Но в глубине души Андреас знал, что это не так, – стоило ему открыть глаза, и он сразу почуял: его «скоро» при нем. Крючок засел где-то в самой сердцевине, он крепко держит и не отпускает. «Скоро» схватило его за горло, и он может только барахтаться, барахтаться до поры до времени, до роковой точки между Львовом и Черновицами…
В ту миллионную долю секунды, когда Андреас переходил от сна к бодрствованию, он еще надеялся, что слово «скоро» сгинет, как сгинула ночь, что это всего лишь кошмар, порожденный неумеренной болтовней и неумеренным курением. Но слово это было при нем неумолимо…
Он поднялся. Увидел свой раскрытый мешок и вылезшую из него рубашку, засунул рубашку обратно.
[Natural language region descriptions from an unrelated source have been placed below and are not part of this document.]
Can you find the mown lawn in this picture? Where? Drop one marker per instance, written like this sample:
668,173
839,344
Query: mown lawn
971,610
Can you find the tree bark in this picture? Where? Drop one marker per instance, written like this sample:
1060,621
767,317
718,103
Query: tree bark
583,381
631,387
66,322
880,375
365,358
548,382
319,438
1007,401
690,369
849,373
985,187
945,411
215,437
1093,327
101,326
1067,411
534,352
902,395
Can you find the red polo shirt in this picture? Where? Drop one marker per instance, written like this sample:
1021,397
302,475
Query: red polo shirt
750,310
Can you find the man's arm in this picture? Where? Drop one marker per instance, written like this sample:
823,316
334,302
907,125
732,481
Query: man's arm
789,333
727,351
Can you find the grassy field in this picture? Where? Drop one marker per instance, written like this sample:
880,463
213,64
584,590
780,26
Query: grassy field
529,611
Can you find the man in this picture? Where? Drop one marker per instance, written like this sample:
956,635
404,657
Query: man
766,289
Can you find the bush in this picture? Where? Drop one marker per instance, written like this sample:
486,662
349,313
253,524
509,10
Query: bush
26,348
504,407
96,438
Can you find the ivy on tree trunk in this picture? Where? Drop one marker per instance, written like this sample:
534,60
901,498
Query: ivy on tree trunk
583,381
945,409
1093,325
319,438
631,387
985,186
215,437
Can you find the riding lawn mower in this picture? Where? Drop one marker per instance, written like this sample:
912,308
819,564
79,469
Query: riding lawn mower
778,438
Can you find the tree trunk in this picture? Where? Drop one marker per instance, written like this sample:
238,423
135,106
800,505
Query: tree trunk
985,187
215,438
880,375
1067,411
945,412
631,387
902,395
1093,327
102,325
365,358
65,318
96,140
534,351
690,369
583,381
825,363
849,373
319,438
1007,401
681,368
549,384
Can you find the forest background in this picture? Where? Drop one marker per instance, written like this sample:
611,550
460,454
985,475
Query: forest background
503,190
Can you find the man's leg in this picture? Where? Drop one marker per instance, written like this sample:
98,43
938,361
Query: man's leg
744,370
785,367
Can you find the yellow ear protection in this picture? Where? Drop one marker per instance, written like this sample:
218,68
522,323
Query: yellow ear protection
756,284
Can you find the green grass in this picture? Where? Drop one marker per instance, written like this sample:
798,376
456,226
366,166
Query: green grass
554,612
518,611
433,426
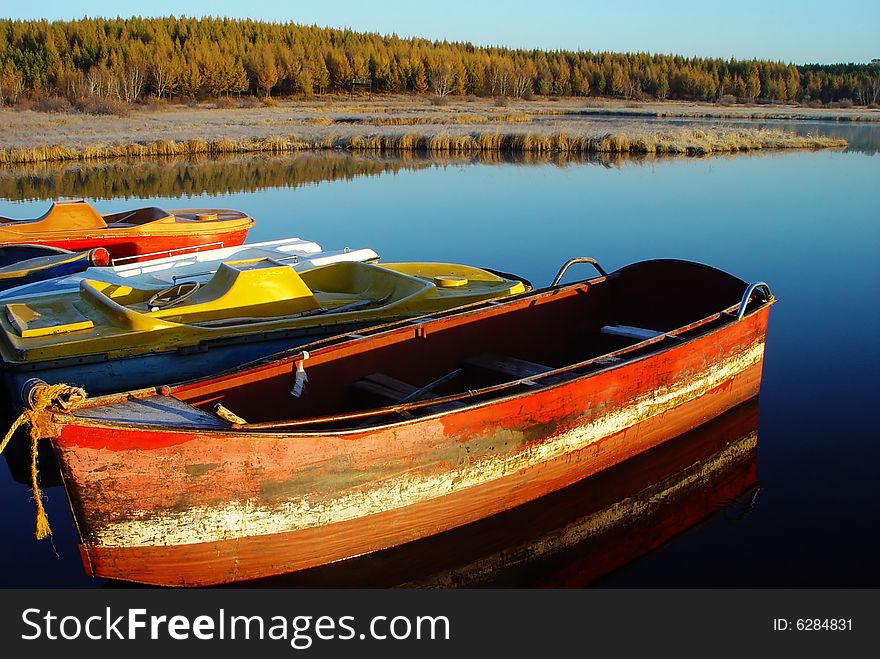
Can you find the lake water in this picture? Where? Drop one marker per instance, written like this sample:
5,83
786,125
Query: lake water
796,506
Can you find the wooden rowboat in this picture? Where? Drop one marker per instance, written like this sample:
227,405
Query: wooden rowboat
139,234
405,432
22,265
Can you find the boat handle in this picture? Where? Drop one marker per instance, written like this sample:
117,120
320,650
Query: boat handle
758,285
571,262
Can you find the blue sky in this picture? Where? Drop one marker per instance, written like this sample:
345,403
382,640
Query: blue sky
802,31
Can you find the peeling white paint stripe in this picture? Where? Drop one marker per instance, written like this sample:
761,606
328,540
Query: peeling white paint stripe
642,504
236,519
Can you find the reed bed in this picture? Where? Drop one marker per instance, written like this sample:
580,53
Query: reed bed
680,141
440,120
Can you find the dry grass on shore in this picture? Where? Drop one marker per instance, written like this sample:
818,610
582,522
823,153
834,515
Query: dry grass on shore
676,141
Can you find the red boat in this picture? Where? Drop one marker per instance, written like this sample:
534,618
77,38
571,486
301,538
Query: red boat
404,431
573,537
136,235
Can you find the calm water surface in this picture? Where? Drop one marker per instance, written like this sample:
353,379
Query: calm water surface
797,508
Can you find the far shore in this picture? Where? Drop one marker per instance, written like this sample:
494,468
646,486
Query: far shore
411,123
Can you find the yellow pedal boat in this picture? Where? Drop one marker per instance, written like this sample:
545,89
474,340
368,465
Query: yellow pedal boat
109,337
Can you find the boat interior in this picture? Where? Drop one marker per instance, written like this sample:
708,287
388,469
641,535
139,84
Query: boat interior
78,214
427,366
247,293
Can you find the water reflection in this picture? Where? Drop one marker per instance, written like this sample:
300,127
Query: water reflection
190,177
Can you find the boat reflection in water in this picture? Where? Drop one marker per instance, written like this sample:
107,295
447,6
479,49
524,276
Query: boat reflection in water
572,537
564,540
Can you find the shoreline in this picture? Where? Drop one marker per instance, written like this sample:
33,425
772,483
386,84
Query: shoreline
412,124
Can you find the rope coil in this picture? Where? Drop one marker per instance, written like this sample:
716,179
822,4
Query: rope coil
40,398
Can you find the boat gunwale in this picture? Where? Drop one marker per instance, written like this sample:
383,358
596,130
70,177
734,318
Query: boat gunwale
278,429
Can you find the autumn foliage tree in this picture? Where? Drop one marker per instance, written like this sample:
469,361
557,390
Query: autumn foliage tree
130,58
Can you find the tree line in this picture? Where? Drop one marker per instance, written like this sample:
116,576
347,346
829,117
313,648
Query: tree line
129,59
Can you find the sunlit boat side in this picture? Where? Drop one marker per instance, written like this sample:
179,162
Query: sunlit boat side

Правый сосед опустил стекло и протянул из окна кружку; худая усталая девушка налила из жбана кофе, запах кофе был ужасен: горячая бурда; Андреаса начало подташнивать – то был запах казармы, казарменных котлов, которыми провоняла вся Европа… Неужели эта вонь распространится на весь мир? Тем не менее – вот до чего глубоко укоренились в нем привычки, – тем не менее Андреас протянул из окна кружку – ив нее также полился кофе, серый кофе, цвета солдатского сукна. Андреас уловил запах, который шел от девушки: наверное, она спала не раздеваясь, и всю ночь – поезда шли и шли – разносила кофе, без конца разносила кофе…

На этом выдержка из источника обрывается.